Deep Diving in the World of Data Warehousing — Continued..

BluePi
5 min readSep 20, 2017

In our last blog, we tried to understand terminology around data warehouse. But data warehouse is only a central storage system, to build a complete analytical solution there are other components needed which we will be discussing in a while below.

ETL

Like we said earlier, main hindrance with starting a BI solution is to extract data from operational systems and putting it in a suitable format for informational applications that runoff the data warehouse. ETL is acronym of Extract, Transform, Load and such tools perform all the conversions, summarizations, key changes, structural changes and condensations needed to transform disparate data into information that can be used by the decision supporttool. The functionality includes:

  • Removing unwanted information while loading data from operational databases
  • Converting to common data names and definitions, for uniformity across data from different platforms.
  • Establishing defaults for missing data
  • Accommodating source data definition changes i.e. meta data information.

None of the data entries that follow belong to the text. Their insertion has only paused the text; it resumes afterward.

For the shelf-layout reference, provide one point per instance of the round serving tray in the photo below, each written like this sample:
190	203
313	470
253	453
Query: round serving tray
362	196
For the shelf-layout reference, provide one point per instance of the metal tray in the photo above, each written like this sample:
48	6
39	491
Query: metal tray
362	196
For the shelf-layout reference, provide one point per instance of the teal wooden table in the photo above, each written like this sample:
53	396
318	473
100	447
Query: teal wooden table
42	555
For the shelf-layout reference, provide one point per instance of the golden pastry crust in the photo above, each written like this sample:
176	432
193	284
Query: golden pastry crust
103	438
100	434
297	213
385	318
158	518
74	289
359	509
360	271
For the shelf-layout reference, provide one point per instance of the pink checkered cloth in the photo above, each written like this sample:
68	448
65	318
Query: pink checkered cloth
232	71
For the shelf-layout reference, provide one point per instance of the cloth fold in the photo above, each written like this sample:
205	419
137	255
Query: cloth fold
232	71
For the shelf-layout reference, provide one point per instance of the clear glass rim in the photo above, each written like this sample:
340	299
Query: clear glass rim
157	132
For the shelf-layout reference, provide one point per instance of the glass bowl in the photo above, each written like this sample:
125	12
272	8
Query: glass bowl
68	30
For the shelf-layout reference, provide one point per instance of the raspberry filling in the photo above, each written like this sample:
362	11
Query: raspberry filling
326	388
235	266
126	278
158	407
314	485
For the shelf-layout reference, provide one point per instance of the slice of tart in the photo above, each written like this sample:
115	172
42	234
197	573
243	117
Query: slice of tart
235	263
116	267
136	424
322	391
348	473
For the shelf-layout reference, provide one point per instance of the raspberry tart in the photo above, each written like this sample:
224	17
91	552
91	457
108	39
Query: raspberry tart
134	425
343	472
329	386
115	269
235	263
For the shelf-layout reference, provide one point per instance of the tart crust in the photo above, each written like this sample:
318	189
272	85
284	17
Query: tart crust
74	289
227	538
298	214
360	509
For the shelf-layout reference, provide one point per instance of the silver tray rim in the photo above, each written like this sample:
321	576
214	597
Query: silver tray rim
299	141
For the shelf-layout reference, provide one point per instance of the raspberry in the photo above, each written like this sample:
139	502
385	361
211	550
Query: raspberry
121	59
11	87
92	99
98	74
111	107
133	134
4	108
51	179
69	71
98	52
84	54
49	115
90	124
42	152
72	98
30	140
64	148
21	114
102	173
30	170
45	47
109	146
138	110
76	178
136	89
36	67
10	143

There are tools which are already available for the above operations but they work only with simpler data extracts. Frequently, customized extract routines need to be developed for the more complicated data extraction procedures.

Meta Data

Meta data is data about data that describes the data warehouse. It is used for building, maintaining, managing and using the data warehouse.

The role of metadata in a warehouse is different from the warehouse data, yet it plays an important role. The various roles of metadata are explained below:

  • Metadata acts as a directory for data warehouse data.
  • This directory helps the decision support system to locate the content correctly in data warehouse.
  • Metadata helps in decision support system for mapping of data while transformation from operational environment to data warehouse environment.
  • Metadata also helps in distinction between lightly detailed data and highly summarized data.
  • Metadata is used by query tools to build insights.
  • Metadata is used by ETL tools in cleaning, transforming and loading data.

Data Marts

Data mart is an implementation of data warehouse with a scope of content and data warehouse functions. Usually data mart are restricted for a single department or part of the organization.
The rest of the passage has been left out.